Nonmeeting Meetings

By Heather Baldwin

Given a choice between attending a meeting or playing a round of golf, odds are your sales reps – even the nongolfers – would choose the round of golf. The same goes for the choice between a meeting and a meal at a nice restaurant, or a meeting and doing just about anything else. So next time you need to impart critical information to your team or get the team involved in a brainstorming session, try one of these meeting alternatives suggested by Susan Friedmann in her book Meeting & Event Planning for Dummies (Wiley Publishing, Inc., 2003).

Be a sport. If your sales team enjoys golf or some other sport, organize a sporting activity that brings everyone together. The physical activity heightens creativity and energy levels. Add some good food and drinks to the mix, says Friedmann, and “creativity could soar exponentially.” Try using the gaming activity as an analogy to help solve a particular business challenge.

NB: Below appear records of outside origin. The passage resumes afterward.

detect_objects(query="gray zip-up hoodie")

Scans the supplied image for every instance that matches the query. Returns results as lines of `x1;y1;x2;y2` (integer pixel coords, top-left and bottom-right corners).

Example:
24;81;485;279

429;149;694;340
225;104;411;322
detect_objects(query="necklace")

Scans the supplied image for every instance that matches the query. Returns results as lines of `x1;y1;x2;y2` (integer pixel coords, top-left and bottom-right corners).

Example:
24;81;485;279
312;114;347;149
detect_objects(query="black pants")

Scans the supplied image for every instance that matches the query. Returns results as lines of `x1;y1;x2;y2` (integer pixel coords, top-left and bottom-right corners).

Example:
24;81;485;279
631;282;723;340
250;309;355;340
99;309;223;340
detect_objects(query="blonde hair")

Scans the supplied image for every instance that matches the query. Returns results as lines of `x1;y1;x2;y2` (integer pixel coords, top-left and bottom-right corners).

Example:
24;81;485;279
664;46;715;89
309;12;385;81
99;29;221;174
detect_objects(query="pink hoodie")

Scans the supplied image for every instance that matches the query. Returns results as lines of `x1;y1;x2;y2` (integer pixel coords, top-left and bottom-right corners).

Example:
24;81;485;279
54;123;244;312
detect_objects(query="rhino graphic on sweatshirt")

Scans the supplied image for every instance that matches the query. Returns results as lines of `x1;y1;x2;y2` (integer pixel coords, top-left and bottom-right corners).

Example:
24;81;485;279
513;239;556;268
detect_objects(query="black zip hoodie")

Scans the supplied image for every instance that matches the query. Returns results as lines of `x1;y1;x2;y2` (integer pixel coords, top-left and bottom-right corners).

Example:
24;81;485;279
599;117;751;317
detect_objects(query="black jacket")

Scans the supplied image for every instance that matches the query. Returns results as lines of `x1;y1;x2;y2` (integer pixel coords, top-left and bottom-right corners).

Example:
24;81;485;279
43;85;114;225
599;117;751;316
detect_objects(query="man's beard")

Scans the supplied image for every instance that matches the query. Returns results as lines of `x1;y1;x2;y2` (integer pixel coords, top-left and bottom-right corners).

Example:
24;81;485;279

Include food for thought. Have breakfast, lunch or dinner with your entire team or with individual team members. Pick a setting that allows reps to relax and socialize as well as conduct business. When your aim is to build relationships and loyalty with team members, a meal with individual reps is a great way to accomplish that goal.

Hold a one-on-one session. Even if you choose not to buy a meal for individual reps, a one-on-one session is still invaluable for getting their personal points of view, which they might be reluctant to share in a larger meeting environment. You’re likely to get more thoughtful insights to a business problem when the distraction of co-workers is removed. At the same time you have the opportunity to build a better working relationship, especially when you’re an empathetic listener and give your team members the opportunity to talk. Just remember to pick a neutral environment; your office might seem intimidating.

Make it a game. If your staff members loathe meetings, set up a competition for them to find creative ways to disseminate necessary information without having meetings. Offer meaningful prizes for their ideas. Then make sure you put their ideas to work.

Record a message. If your weekly staff meeting consists mainly of you putting out information while reps listen and take notes, consider recording that information onto an audiocassette tape or CD. Your team can listen to the information as they commute to and from work.

Burst into song. Friedmann acknowledges that this one is a little wacky, but when you’ve got a really critical message to impart you need to make it memorable. One way to accomplish that, he says, is by delivering your team a singing telegram. Odds are they won’t forget it – ever.